Anmerkungen zu Genomdaten aus Fossilfunden
Bisher waren die ältesten Genomdaten an Bärenfossilien bestimmt worden, für die ein Alter von 110 000 - 130 000 Jahren angegeben wird; für die Fossilien, die für die Genome von Neandertalern oder Denisova-Menschen genutzt wurden, lauten die entsprechenden Altersangaben ca. 48 000 bzw. 30 000 - 48 000 Jahre.
Angesichts der Laborerfahrungen beim Umgang mit DNA und deren chemischer Beständigkeit ist nach wie vor nicht verstanden im Sinne molekularer Mechanismen, für die empirische Befunde angeführt werden können , wie DNA-Makromoleküle so lange Zeiträume unter entsprechenden geologischen Bedingungen erhalten bleiben.
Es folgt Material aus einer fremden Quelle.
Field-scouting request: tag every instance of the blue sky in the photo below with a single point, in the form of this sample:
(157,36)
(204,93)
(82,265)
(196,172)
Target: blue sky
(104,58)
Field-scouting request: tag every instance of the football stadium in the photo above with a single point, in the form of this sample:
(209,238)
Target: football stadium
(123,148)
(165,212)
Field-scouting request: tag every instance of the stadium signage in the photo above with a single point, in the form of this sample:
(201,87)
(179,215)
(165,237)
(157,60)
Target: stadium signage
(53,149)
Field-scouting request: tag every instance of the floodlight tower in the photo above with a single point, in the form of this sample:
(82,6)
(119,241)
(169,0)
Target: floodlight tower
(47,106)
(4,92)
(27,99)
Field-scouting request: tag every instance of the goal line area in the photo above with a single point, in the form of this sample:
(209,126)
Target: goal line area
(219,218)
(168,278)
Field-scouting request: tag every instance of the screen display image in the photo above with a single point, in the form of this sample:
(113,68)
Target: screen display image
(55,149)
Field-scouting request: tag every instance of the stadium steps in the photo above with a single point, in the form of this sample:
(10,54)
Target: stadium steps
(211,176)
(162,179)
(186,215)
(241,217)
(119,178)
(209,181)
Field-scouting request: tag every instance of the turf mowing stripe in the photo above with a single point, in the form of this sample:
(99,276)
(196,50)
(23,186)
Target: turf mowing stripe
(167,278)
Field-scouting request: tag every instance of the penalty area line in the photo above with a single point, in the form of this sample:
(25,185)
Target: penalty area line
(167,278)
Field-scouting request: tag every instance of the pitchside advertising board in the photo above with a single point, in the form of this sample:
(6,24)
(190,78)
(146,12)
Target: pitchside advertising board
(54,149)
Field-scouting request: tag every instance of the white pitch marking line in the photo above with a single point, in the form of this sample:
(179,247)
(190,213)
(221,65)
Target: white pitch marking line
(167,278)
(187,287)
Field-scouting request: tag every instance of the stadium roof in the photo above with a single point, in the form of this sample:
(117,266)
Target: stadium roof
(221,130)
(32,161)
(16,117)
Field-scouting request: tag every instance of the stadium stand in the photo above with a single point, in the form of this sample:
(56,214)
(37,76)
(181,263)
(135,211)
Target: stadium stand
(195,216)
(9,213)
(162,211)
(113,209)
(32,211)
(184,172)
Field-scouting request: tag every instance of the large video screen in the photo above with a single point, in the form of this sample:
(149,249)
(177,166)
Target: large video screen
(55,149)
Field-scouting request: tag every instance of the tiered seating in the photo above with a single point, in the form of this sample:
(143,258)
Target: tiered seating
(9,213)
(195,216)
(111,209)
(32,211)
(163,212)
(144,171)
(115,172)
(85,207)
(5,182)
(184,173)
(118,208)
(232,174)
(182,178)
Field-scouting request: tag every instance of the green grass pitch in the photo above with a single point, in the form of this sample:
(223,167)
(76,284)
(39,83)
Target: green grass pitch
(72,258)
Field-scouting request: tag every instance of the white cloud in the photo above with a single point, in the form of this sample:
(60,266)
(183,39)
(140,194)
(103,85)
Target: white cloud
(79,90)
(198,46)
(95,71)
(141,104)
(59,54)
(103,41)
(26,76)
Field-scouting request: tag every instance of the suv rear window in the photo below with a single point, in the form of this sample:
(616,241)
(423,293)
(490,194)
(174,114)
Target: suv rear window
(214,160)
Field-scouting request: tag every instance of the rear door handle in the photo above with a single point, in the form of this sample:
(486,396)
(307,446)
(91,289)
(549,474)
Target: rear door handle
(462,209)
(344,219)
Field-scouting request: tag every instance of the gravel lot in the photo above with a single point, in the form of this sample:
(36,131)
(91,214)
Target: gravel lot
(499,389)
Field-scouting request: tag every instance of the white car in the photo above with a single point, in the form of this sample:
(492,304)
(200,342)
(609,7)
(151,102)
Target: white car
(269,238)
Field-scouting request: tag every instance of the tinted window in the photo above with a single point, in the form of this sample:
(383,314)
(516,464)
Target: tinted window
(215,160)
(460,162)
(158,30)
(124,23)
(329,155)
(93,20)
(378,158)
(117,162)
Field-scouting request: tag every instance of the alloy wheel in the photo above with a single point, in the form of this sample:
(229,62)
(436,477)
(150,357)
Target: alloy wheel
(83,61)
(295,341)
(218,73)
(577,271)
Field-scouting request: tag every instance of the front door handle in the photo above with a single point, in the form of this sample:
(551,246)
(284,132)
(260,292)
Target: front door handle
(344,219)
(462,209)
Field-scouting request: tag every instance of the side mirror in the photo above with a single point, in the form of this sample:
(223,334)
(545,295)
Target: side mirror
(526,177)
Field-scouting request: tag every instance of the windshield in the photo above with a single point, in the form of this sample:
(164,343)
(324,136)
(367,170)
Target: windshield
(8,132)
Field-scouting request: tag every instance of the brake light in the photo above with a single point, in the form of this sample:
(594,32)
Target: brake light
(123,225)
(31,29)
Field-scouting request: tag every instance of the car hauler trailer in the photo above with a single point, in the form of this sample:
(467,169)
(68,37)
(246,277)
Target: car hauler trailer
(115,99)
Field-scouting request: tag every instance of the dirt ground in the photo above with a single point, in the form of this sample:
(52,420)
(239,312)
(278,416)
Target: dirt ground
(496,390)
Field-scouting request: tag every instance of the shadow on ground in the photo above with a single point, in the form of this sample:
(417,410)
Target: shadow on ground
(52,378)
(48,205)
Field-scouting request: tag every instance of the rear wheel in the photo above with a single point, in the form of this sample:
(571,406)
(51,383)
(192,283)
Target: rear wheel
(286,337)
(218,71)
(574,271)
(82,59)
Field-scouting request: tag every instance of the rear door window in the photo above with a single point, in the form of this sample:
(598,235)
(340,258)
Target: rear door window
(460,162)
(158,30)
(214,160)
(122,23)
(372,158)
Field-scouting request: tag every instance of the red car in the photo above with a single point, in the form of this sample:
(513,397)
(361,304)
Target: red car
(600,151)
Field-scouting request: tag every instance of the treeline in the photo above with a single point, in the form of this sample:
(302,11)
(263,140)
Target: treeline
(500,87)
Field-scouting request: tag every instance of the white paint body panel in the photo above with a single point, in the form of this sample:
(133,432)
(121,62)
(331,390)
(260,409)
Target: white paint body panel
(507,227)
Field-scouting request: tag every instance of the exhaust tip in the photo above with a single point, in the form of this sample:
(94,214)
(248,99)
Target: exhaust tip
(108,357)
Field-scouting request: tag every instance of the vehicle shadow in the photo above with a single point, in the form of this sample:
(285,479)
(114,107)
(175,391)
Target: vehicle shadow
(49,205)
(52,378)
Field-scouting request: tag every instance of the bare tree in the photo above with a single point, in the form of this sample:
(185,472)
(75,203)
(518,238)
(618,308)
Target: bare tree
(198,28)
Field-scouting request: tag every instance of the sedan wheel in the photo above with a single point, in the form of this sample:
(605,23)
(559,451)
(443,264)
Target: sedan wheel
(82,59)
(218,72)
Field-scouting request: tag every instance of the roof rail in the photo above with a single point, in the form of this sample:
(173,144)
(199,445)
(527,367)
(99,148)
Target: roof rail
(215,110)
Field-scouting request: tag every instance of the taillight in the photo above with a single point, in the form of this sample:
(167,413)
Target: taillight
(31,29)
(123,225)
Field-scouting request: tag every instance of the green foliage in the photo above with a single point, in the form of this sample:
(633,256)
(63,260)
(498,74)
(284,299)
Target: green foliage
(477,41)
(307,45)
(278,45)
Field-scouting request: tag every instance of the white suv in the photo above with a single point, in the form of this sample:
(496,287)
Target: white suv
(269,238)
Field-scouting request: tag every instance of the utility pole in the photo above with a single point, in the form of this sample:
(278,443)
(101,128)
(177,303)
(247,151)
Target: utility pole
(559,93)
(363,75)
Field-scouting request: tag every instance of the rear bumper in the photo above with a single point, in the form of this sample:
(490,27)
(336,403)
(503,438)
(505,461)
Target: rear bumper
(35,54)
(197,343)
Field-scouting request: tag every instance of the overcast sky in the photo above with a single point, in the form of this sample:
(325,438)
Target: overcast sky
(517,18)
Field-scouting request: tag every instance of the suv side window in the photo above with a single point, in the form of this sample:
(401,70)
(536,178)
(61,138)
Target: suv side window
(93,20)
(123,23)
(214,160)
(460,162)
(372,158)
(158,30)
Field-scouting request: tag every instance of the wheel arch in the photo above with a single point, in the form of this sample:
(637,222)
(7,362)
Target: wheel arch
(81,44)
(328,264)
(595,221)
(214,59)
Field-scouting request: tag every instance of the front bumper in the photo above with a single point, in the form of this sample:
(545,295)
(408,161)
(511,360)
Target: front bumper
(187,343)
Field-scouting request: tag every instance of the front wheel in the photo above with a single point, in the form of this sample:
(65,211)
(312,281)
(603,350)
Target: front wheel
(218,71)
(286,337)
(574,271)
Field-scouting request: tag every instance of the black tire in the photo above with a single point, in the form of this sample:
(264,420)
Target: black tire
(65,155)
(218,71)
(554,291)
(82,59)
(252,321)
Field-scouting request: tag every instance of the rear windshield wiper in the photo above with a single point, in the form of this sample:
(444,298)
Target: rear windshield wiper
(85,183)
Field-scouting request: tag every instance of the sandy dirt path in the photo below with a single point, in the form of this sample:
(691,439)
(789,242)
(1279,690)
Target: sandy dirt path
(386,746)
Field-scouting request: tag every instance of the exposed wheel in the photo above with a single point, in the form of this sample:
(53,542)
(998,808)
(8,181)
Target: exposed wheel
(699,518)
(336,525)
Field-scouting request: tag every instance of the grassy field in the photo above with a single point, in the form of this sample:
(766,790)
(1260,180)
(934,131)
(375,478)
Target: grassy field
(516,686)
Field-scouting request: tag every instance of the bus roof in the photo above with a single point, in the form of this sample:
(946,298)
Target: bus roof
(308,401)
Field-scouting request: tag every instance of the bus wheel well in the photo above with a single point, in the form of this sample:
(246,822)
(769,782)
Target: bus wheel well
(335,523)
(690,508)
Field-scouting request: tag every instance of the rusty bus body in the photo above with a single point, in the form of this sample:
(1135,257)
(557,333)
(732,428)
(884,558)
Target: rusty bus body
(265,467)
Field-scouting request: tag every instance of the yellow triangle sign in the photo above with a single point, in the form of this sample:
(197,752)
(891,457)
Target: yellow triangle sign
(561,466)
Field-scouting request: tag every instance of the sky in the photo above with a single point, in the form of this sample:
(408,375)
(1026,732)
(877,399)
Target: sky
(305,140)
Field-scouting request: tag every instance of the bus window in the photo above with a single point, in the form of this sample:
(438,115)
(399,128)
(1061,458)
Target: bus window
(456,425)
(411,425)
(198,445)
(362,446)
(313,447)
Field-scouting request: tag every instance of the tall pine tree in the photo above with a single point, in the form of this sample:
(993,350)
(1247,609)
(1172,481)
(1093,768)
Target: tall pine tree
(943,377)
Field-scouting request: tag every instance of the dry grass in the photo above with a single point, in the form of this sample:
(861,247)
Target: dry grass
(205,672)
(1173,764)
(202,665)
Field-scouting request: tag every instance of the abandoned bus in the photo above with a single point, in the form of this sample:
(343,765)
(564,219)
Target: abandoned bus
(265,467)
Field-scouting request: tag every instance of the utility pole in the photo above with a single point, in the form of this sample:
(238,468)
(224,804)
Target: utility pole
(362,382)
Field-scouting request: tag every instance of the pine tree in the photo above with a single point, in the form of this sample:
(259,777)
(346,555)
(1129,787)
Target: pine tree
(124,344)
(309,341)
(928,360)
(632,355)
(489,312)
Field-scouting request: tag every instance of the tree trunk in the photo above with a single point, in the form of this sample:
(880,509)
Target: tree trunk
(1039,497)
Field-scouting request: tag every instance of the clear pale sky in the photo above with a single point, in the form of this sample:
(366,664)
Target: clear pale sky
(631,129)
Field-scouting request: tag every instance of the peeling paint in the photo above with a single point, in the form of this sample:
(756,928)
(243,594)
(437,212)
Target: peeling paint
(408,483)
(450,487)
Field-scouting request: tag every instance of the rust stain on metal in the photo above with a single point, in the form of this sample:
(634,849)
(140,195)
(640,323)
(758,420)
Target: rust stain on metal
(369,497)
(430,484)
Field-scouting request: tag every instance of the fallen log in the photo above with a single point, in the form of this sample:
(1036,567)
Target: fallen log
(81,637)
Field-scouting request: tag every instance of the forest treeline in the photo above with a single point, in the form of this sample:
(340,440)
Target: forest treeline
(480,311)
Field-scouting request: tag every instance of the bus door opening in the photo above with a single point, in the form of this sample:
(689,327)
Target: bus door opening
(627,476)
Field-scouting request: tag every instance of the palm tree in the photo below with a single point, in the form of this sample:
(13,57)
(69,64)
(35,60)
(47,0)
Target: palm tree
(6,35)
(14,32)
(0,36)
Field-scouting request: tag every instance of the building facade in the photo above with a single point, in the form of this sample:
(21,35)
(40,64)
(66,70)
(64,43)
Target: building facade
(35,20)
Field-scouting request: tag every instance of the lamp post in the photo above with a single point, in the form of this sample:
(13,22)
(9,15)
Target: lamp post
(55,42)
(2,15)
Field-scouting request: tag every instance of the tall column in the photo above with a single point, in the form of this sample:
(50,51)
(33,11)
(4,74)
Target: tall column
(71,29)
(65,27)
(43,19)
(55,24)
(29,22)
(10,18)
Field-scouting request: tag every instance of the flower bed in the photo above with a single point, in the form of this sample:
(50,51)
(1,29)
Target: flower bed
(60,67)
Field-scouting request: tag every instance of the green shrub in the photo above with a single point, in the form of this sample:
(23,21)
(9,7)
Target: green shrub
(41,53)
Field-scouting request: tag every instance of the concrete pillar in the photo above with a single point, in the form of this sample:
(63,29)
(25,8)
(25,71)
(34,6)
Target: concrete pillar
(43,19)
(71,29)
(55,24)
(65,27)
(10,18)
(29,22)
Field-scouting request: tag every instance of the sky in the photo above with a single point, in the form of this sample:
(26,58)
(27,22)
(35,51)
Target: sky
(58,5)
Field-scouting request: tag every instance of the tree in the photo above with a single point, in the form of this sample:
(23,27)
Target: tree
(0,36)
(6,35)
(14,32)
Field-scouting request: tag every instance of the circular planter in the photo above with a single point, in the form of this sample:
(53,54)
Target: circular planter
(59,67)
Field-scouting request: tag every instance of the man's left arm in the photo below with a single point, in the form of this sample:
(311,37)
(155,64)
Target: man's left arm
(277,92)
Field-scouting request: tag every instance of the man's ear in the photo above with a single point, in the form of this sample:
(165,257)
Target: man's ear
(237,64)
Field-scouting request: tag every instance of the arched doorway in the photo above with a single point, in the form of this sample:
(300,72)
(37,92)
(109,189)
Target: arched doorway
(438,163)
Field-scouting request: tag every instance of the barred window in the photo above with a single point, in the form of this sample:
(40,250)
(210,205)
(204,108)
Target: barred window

Allentofft et al. (2012) haben an 158 Fossilien der als ausgestorben geltenden neuseeländischen Laufvögel Moa Untersuchungen zur Zerfallsgeschwindigkeit von DNA in Fossilien vorgelegt. Diese Moa-Fossilien aus 3 Fundstellen weisen Radiokarbonalter von ca. 600 bis ca. 7800 Jahren auf. Aufgrund der geologischen Gegebenheiten gehen die Autoren davon aus, dass die Bedingungen in den Fossillagerstätten vergleichbar sind. Sie haben damit erstmals die Gelegenheit, eine erstaunliche Vielzahl von Fossilien mit unterschiedlichen radiometrisch bestimmten Altern zu untersuchen und damit Hinweise auf die Zerfallsgeschwindigkeit (Kinetik) der DNA zu finden.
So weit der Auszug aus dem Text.